Dado que, de acordo com Ana Botas, a abordagem à doença crónica deve ser multidisciplinar, “o manual contou com o apoio do Prof. Doutor Joaquim Ferreira, neurologista, que integra o conselho científico da associação, e está dividido em várias áreas terapêuticas. A terapia da fala, por exemplo, é uma área de grande intervenção na doença de Parkinson, devido às alterações ao nível da deglutição e de comunicação ajudando os doentes a recuperarem a sua voz e a fazerem-se ouvir”, enfatiza.

Assim, contando também com o contributo de Sílvia Lourenço, psicóloga clínica, de David Nascimento, terapeuta da fala, e de Josefa Domingos, fisioterapeuta, tendo sido compilado por Madalena Bettencourt de Oliveira, o manual inclui exercícios cognitivos, vocais e de fisioterapia, passíveis de serem realizados em casa, e está disponível gratuitamente em: https://parkinson.pt/2020/04/11/parkinsonem-tempo-de-pandemiamanual-de-exercicios/

“Todo o manual é uma intervenção de bem-estar e tivemos um feedback muito positivo”, refere a vice-presidente da APDPk, mencionando que “as pessoas que não conseguissem ter acesso às novas tecnologias” eram “uma preocupação”.

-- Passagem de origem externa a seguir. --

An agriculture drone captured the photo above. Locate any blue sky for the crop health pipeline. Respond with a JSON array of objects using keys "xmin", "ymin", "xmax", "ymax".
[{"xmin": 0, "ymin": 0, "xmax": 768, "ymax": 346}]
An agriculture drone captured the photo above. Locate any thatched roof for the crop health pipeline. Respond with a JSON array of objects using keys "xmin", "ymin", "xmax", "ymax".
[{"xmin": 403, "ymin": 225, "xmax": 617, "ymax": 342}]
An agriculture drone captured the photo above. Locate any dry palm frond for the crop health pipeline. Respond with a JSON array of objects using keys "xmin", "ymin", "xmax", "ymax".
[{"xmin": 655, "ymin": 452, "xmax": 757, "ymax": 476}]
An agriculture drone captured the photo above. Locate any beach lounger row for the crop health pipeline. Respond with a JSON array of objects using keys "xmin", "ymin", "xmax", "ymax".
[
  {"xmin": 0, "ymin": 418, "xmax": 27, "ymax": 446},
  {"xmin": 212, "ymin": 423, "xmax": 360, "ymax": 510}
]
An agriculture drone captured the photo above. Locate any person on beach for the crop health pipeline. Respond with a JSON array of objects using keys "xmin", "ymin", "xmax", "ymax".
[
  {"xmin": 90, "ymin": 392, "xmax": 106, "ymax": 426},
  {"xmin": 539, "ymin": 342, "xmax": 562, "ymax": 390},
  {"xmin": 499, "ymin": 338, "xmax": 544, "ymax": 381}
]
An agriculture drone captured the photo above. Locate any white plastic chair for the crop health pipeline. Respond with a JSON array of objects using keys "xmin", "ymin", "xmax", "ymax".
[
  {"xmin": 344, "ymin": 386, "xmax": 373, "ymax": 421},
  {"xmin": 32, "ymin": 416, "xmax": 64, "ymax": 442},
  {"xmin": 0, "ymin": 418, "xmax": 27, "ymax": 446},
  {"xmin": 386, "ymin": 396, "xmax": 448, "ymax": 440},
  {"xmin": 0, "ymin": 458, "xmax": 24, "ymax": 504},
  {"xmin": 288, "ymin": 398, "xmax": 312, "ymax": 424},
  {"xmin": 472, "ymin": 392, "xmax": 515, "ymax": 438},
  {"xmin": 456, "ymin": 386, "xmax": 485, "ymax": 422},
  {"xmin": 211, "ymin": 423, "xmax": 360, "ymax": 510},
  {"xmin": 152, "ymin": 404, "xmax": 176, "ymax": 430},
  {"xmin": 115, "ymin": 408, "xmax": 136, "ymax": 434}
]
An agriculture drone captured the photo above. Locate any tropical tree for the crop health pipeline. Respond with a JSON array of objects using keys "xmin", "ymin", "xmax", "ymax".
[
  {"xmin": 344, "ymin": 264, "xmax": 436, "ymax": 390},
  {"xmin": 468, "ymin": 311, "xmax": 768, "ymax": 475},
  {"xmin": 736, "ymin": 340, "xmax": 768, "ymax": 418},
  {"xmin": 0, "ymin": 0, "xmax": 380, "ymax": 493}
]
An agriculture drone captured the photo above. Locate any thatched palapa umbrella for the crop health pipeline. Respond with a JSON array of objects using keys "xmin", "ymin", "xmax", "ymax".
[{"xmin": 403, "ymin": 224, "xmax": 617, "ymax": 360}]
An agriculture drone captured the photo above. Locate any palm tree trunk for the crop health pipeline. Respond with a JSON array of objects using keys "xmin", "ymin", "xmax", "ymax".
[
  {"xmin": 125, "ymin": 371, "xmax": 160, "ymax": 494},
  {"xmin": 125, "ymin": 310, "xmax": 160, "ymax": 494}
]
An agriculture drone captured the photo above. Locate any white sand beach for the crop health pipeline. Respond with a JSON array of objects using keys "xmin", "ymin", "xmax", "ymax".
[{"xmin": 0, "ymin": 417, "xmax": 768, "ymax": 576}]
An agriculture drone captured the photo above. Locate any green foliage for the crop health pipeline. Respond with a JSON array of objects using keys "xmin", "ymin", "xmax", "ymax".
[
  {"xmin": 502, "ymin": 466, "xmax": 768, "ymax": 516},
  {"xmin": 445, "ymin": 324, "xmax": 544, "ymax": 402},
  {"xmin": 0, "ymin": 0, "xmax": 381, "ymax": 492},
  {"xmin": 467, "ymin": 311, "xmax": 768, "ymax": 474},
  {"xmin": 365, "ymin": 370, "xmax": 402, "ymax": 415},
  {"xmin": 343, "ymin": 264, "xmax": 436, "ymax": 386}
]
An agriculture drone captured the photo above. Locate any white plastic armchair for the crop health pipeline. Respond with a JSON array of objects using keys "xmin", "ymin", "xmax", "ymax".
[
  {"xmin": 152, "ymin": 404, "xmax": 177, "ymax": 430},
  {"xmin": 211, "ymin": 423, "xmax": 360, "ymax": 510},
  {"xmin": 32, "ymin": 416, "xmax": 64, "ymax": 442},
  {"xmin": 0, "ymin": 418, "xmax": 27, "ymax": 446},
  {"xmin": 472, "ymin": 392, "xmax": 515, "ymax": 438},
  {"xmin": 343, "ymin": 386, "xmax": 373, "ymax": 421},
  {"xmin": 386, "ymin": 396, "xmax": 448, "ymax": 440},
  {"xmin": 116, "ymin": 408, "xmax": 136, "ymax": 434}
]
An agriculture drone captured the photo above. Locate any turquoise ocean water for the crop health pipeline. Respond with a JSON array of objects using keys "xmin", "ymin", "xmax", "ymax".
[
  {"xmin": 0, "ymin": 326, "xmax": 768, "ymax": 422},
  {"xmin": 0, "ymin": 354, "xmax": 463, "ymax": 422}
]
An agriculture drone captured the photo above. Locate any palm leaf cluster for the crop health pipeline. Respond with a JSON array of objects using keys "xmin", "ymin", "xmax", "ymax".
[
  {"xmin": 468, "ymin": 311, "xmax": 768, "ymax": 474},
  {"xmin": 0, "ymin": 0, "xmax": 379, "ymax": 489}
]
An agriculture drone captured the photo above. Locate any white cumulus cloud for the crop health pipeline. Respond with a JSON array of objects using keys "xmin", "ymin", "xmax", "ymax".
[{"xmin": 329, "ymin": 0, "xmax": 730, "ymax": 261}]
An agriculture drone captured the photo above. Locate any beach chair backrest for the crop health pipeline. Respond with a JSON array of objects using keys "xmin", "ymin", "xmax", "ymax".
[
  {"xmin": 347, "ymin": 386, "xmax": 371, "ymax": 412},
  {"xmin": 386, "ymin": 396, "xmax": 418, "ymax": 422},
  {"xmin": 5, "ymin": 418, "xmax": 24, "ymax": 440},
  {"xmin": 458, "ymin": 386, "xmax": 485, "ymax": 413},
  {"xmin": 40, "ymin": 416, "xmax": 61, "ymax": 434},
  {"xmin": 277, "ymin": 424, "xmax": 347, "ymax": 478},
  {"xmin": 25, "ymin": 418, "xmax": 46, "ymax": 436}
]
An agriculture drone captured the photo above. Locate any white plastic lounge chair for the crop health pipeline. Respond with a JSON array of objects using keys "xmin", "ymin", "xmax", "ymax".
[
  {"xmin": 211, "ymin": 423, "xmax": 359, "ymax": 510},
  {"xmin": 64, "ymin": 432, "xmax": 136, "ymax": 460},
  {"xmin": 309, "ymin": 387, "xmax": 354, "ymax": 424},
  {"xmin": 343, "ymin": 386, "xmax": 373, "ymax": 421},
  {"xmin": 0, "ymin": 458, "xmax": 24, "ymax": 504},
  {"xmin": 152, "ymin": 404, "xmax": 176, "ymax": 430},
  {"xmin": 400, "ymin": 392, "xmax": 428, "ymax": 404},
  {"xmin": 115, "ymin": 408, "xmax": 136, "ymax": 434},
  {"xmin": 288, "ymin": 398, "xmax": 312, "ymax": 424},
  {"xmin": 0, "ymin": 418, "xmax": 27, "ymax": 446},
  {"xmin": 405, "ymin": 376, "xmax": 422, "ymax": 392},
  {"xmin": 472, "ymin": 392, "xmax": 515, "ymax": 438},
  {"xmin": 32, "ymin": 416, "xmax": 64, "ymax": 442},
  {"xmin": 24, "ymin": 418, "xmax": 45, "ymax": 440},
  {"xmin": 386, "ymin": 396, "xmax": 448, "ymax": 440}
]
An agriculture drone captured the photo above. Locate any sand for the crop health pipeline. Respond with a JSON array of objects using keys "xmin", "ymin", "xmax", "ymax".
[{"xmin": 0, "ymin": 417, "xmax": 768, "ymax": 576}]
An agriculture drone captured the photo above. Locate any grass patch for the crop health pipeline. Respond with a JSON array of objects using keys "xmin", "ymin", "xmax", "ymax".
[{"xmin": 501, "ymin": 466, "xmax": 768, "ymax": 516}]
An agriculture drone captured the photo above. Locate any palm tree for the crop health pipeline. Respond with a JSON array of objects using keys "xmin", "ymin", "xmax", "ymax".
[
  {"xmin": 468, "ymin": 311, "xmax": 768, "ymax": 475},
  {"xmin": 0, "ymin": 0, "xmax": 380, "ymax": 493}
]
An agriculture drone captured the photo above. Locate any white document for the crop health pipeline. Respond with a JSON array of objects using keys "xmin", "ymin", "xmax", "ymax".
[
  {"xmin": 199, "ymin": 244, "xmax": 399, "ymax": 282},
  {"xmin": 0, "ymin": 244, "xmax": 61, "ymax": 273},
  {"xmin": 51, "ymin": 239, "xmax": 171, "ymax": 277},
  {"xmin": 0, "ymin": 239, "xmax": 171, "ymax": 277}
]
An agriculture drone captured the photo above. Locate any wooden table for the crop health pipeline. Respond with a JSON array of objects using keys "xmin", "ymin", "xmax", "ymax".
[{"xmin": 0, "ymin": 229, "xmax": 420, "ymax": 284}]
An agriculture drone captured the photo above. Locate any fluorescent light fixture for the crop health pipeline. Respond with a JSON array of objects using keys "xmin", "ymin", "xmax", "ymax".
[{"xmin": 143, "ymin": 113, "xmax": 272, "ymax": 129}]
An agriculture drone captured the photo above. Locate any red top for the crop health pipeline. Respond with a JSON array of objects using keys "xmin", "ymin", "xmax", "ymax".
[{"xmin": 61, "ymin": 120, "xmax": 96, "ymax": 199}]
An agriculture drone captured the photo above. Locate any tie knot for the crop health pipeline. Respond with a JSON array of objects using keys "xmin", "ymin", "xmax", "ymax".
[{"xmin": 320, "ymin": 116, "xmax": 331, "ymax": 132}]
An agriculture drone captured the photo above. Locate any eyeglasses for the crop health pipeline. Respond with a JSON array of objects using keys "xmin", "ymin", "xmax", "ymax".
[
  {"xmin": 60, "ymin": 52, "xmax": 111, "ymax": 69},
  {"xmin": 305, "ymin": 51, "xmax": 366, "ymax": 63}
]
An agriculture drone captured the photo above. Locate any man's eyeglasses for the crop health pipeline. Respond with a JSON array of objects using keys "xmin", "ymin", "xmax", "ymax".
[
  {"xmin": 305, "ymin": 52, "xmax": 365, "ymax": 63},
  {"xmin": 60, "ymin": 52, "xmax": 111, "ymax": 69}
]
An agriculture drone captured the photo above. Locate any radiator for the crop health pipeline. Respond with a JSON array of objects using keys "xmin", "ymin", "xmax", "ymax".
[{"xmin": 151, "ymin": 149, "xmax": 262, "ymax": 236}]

Segundo a representante da Direção, depois do sucesso de um projeto experimental de fisioterapia por telefone, em Lisboa foi criado, no passado mês de dezembro de 2020, o projeto “Lado a Lado”, que pretende ir mais longe e ser mais direcionado, prestando um maior acompanhamento. “Reativámos o nosso grupo de cuidadores, via Zoom, onde procuramos prestar apoio psicológico. E iniciámos, em fevereiro de 2021, um grupo de apoio psicológico para pessoas com Parkinson, também por esta via. Para as pessoas sem acesso às novas tecnologias, disponibilizamos apoio de Fisioterapia e apoio psicológico por telefone”, menciona. Ana Botas refere ainda o trabalho das delegações em identificar estes associados como essencial para este programa. “Costumo dizer que são as nossas mãos de trabalho no terreno”, conclui.